I've read on New Scientist magazine that in 80% of all cases when people in a relationship share a place where they live one of the spouses knows the other's password, thus making the question I am addressing in this post a real concern.
On some other site, I've read that on average any given person will have about four passwords which they will tend to use on any given site. Over the years I have personally become part of more or less 40 sites where I am registered (social networks, shopping, mobile phone and Internet subscriptions, banking and bills, Google services, etc...).
Now, suppose someone breaks up (perhaps for good), or goes into a divorce, or any other uncomfortable situation where the other person may be able to enter into your accounts and read stuff without you knowing about it, or even worse, carry out modifications, deletions, password changes (or even account deletions!) (which could happen at just about any moment; and who wants lawyers!!!).
Nasty stuff! So, what I would like to ask, is, is there an online web service somewhere, or perhaps an account manager in the cloud (or on your mobile device with cloud backing), that will allow you to bulk-change all passwords you are using everywhere?

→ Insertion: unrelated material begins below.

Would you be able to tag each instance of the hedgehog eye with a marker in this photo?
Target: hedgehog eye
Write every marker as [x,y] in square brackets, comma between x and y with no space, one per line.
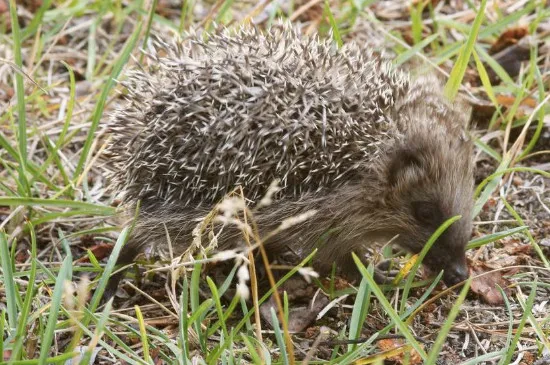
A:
[425,212]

Ideally, you should be able to specify all your accounts, with some tracking system. Once all have been added, and each of the four passwords assigned to each, any time something happens you bulk-modify all passwords in one step (via a master password used to access the cloud service).
What other solution could this problem have. Keeping secrets from the other spouse is impractical and I would even say impossible in most cases, and the same goes for passwords. Is what I am describing possible and has something along these lines already implemented?
Or is there perhaps something even better to handle this problem which I have not thought about?
Thank you for sharing your solutions to this omnipresent and vast-reaching problem.